It’s the time of year when high school seniors are finalizing plans for college. In addition to choosing a major and deciding where to live, it’s important for parents and students to discuss how to manage college expenses, especially since the Chronicle of Higher Education reports 60 percent of students borrow money to pay for school.

“For many students, college marks the beginning of financial independence, but this presents a real problem when it comes to student loans,” said Mike Sullivan, chief education officer for Take Charge America, a national non-profit agency offering student loan counseling. “It’s critical to teach students how to stretch their loan dollars and avoid money mistakes that can have painful consequences for years or even decades to come.”

Sullivan offers six tips for managing student loans and college expenses:

Create a budget: It’s the broken-record of financial tips, but that’s because it works. Students and their parents should make a budget accounting for all incoming funds and outgoing expenses to determine how much money they need to borrow. It’s also important for students to revisit the budget regularly and modify as needed.

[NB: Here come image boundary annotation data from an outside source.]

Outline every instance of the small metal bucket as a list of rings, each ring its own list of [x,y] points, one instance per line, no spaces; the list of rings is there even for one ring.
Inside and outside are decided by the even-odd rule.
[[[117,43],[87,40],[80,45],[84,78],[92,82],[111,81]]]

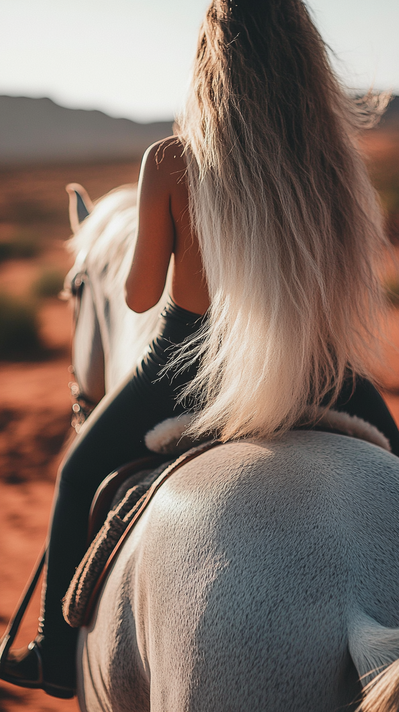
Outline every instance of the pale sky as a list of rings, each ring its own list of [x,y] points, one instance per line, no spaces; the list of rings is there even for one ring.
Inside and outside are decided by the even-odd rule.
[[[265,0],[267,1],[267,0]],[[184,103],[207,0],[0,0],[0,94],[138,121]],[[309,0],[351,88],[399,93],[399,0]]]

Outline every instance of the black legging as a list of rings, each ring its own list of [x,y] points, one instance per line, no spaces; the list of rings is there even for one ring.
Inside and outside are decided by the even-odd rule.
[[[76,630],[63,618],[61,600],[85,553],[87,524],[97,488],[110,472],[135,458],[148,454],[145,433],[157,423],[185,408],[176,394],[197,372],[192,365],[182,373],[160,378],[160,371],[173,351],[200,328],[202,317],[170,303],[162,312],[158,334],[132,377],[92,413],[69,450],[58,481],[47,567],[47,590],[43,625],[42,654],[45,679],[72,686]],[[187,405],[187,404],[186,404]],[[399,432],[383,399],[374,387],[358,379],[342,389],[336,407],[375,425],[399,455]]]
[[[128,382],[106,396],[88,420],[61,466],[53,511],[44,597],[42,657],[46,682],[73,686],[76,630],[62,615],[61,600],[86,550],[88,517],[102,481],[113,470],[150,454],[144,436],[155,425],[187,409],[177,394],[197,370],[160,372],[173,345],[195,333],[202,317],[170,301],[162,313],[158,333]]]

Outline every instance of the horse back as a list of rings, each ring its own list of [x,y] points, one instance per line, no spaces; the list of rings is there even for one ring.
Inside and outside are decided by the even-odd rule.
[[[130,535],[86,639],[102,703],[350,704],[351,618],[398,624],[398,489],[397,459],[326,433],[228,444],[185,466]]]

Spend your money wisely: Many students use student loans for living expenses, but the money is best used to cover tuition, books and other necessities. Students who save up for college or seek employment to cover day-to-day expenses will amass significantly lower debt.

Understand your repayment: Students are more likely to stick to a budget when they understand what it will take to repay their loans. Direct students to online loan calculators that estimate monthly loan payments based on future salaries.

Use government loans: Students who must borrow money for college should use Federal Stafford loans, currently available at 3.86 percent interest for undergraduates, rather than pricier private loans.

Set a debt maximum: Students are advised never to borrow more than $8,000 for an associate’s degree or $20,000 for an undergraduate degree. With this debt ceiling in mind, students may want to consider state universities and community colleges rather than higher-priced private schools.

Don’t rush into debt consolidation: While debt consolidation may seem like an attractive solution for repaying debt, seek out professional advice on whether this option is right for you. Another alternative may be better for your unique situation.